The Flying Pixel / SNR Trade-off
In general, increasing the aperture size of a ToF system increases light throughput, reducing the effects of system noise and photon shot on measured depth. If the scene being observed is locally flat — as is the case for (a) and (b) — this is a net positive, as we integrate light paths of practically identical length over the aperture and the expected distribution of measurements clusters more tightly around the true depth. For locally discontinuous scenes this is no longer the case. For while a pinhole aperture (c) can give you a wide distribution of measurements at least centered at the correct depth, a wide aperture (d) might give you measurements centered at an entirely different depth. The integrated light paths for the wide aperture are now a mix of longer background paths and shorter foreground paths, and the resulting measurement is a floating point somewhere between the two; a flying pixel (FP). On the capture side — without additional context — measurements from scenario (d) look just as trustworthy as (b).
A global aperture setup can only sample spatially homogeneous configurations of SNR/FP trade-off (b). Any individual pixel will be as susceptible to FPs and noise as its neighbors. Mask-ToF, with its learned mask pattern which selectively blocks light paths on a per-pixel basis (a), allows for spatially varying noise/FP susceptibility (c). Measurements from neighboring pixels with different effective apertures can now provide the missing context needed to identify and rectify flying pixels.
Learning a Mask
To learn a microlens mask, we need access to ToF data with sub-aperture views. As there are no available datasets for these kinds of measurements, we opt to use a light field dataset with ground truth depth maps to simulate ToF amplitude measurements. We weigh subaperture views with a mask array, add simulated noise, and combine them to produce a raw depth estimate. These are fed into a network which decodes the spatially varying pixel measurements to produce refined depth estimates. As this pipeline is fully differentiable, we are able to propagate reconstruction loss through the network and the image formation stages all the way to the mask variable; jointly updating the mask structure and learning to decode the measurements it produces.
Simulated Data Results
Our learned mask pattern significantly outperforms hand-crafted mask patterns on test simulated data, both quantitatively and qualitatively. We’re able to both more effectively suppress flying pixels and achieve higher SNR than an equivalent light throughput spatially uniform mask pattern. From the slice views it’s easy to see the SNR/FP trade-off, as the Diameter 1 pinhole mask shows many errant measurements, but few flying pixels; and the All Ones mask has very little noise in its output, but has copious flying pixels surrounding depth discontinuities in the scene.
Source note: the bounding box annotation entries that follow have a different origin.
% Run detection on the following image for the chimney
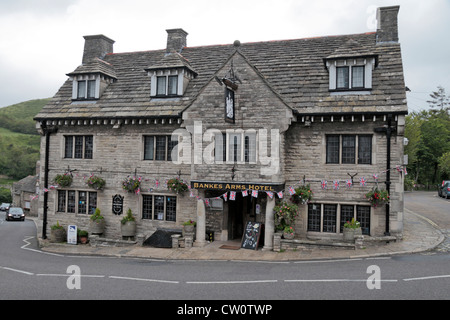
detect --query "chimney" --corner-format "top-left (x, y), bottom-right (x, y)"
top-left (83, 34), bottom-right (115, 64)
top-left (166, 29), bottom-right (188, 53)
top-left (377, 6), bottom-right (400, 43)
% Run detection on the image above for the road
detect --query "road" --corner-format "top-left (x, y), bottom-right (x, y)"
top-left (0, 192), bottom-right (450, 302)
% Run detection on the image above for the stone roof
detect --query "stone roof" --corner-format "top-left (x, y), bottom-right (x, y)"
top-left (35, 32), bottom-right (407, 121)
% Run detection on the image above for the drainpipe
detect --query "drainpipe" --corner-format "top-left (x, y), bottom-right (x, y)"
top-left (41, 121), bottom-right (57, 239)
top-left (375, 114), bottom-right (396, 236)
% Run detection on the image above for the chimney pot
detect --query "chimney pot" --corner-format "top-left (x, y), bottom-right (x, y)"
top-left (377, 6), bottom-right (400, 43)
top-left (83, 34), bottom-right (115, 64)
top-left (166, 29), bottom-right (188, 53)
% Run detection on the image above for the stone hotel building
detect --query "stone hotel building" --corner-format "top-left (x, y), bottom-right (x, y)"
top-left (35, 6), bottom-right (407, 250)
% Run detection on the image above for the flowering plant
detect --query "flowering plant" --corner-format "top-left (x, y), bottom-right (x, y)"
top-left (291, 184), bottom-right (313, 204)
top-left (366, 188), bottom-right (389, 208)
top-left (273, 202), bottom-right (298, 230)
top-left (344, 218), bottom-right (360, 229)
top-left (183, 220), bottom-right (197, 227)
top-left (122, 176), bottom-right (142, 194)
top-left (283, 226), bottom-right (295, 236)
top-left (54, 172), bottom-right (73, 188)
top-left (86, 175), bottom-right (106, 190)
top-left (167, 178), bottom-right (189, 193)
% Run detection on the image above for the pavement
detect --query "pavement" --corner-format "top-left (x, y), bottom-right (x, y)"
top-left (33, 208), bottom-right (446, 262)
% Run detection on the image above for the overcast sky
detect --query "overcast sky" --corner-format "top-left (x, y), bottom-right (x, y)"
top-left (0, 0), bottom-right (450, 111)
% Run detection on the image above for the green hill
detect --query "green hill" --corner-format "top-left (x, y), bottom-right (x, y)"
top-left (0, 99), bottom-right (49, 180)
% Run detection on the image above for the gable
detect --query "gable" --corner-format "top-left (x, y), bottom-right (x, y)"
top-left (182, 50), bottom-right (294, 132)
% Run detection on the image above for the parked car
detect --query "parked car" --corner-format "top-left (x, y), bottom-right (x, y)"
top-left (438, 180), bottom-right (450, 198)
top-left (6, 207), bottom-right (25, 221)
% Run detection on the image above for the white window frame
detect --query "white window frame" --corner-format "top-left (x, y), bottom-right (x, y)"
top-left (326, 58), bottom-right (375, 94)
top-left (72, 75), bottom-right (100, 100)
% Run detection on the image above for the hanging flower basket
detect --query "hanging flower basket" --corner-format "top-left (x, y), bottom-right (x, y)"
top-left (365, 188), bottom-right (389, 208)
top-left (53, 173), bottom-right (73, 188)
top-left (86, 175), bottom-right (106, 190)
top-left (167, 178), bottom-right (189, 193)
top-left (291, 184), bottom-right (313, 204)
top-left (273, 202), bottom-right (298, 230)
top-left (122, 176), bottom-right (142, 194)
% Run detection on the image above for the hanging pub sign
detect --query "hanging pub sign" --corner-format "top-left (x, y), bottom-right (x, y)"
top-left (112, 194), bottom-right (123, 215)
top-left (225, 87), bottom-right (235, 123)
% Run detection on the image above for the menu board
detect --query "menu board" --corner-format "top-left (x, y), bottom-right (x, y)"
top-left (241, 221), bottom-right (261, 250)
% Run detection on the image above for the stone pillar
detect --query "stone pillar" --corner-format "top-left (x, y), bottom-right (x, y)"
top-left (263, 197), bottom-right (275, 251)
top-left (194, 199), bottom-right (206, 247)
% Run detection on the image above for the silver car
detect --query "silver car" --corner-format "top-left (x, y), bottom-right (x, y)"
top-left (6, 207), bottom-right (25, 221)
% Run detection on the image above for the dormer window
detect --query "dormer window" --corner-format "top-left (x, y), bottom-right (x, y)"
top-left (67, 59), bottom-right (117, 100)
top-left (326, 58), bottom-right (375, 94)
top-left (77, 80), bottom-right (97, 100)
top-left (156, 76), bottom-right (178, 97)
top-left (145, 52), bottom-right (197, 98)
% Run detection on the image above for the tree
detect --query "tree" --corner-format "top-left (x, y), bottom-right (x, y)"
top-left (427, 86), bottom-right (450, 110)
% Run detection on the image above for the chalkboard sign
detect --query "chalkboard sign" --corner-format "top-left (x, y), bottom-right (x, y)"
top-left (241, 221), bottom-right (261, 250)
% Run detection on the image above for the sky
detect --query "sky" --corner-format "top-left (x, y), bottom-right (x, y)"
top-left (0, 0), bottom-right (450, 112)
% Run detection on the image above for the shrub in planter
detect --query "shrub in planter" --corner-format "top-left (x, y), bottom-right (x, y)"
top-left (50, 221), bottom-right (66, 242)
top-left (53, 173), bottom-right (73, 188)
top-left (120, 209), bottom-right (136, 237)
top-left (89, 208), bottom-right (105, 234)
top-left (86, 175), bottom-right (106, 190)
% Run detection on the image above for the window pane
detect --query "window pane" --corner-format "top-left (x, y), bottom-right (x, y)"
top-left (78, 191), bottom-right (87, 213)
top-left (75, 136), bottom-right (83, 159)
top-left (144, 136), bottom-right (155, 160)
top-left (88, 192), bottom-right (97, 214)
top-left (58, 190), bottom-right (66, 212)
top-left (168, 76), bottom-right (178, 95)
top-left (308, 204), bottom-right (321, 232)
top-left (142, 196), bottom-right (153, 219)
top-left (341, 205), bottom-right (355, 232)
top-left (358, 136), bottom-right (372, 164)
top-left (352, 66), bottom-right (364, 88)
top-left (244, 133), bottom-right (256, 162)
top-left (64, 136), bottom-right (73, 158)
top-left (155, 136), bottom-right (166, 160)
top-left (167, 136), bottom-right (178, 161)
top-left (153, 196), bottom-right (164, 220)
top-left (356, 206), bottom-right (370, 235)
top-left (322, 204), bottom-right (337, 232)
top-left (166, 196), bottom-right (177, 221)
top-left (156, 77), bottom-right (166, 96)
top-left (214, 133), bottom-right (227, 161)
top-left (228, 134), bottom-right (241, 162)
top-left (342, 136), bottom-right (355, 163)
top-left (327, 136), bottom-right (339, 163)
top-left (77, 80), bottom-right (86, 99)
top-left (336, 67), bottom-right (348, 89)
top-left (84, 136), bottom-right (94, 159)
top-left (87, 80), bottom-right (96, 99)
top-left (67, 191), bottom-right (75, 213)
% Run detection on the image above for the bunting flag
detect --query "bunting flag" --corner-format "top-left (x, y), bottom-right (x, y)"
top-left (359, 177), bottom-right (367, 187)
top-left (345, 179), bottom-right (353, 188)
top-left (333, 180), bottom-right (339, 190)
top-left (289, 186), bottom-right (295, 196)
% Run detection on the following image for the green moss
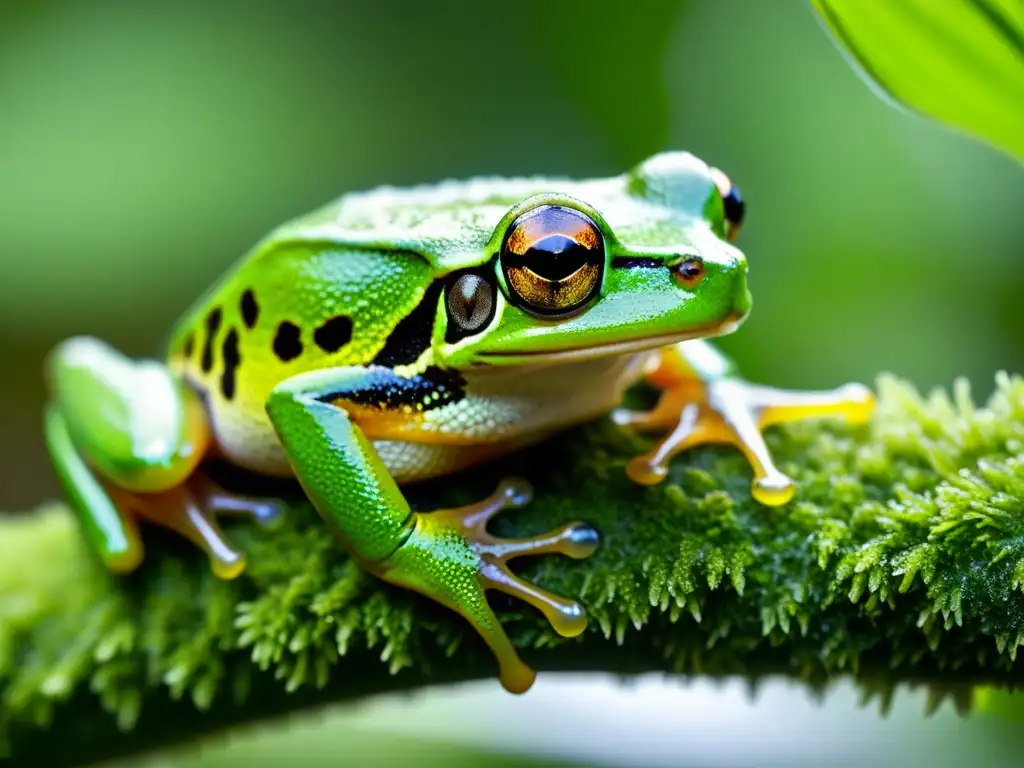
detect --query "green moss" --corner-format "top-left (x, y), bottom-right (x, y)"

Directly accessing the CMOS sensor surface proves infeasible without risking irreparable damage to the camera system. To circumvent this we design a custom optical relay system (c) to virtually place a lithographically manufactured mask (b) onto the camera sensor. Using a translation stage (a) we’re able to align the mask pattern and record real time-of-flight measurements with a commodity camera.
We input measured experimental depth data into the refinement network, trained on simulated measurements, and observe promising reconstruction results without any fine-tuning or network retraining. On a variety of real scenes, Mask-ToF is able to significantly reduce flying pixel artifacts without adversely affecting object surface reconstruction, outperforming the equivalent light throughput spatially homogeneous mask once again. We even see a reduction in intra-object flying pixels, such as those in the pot of the Plant example, that would otherwise be hard to even detect visually.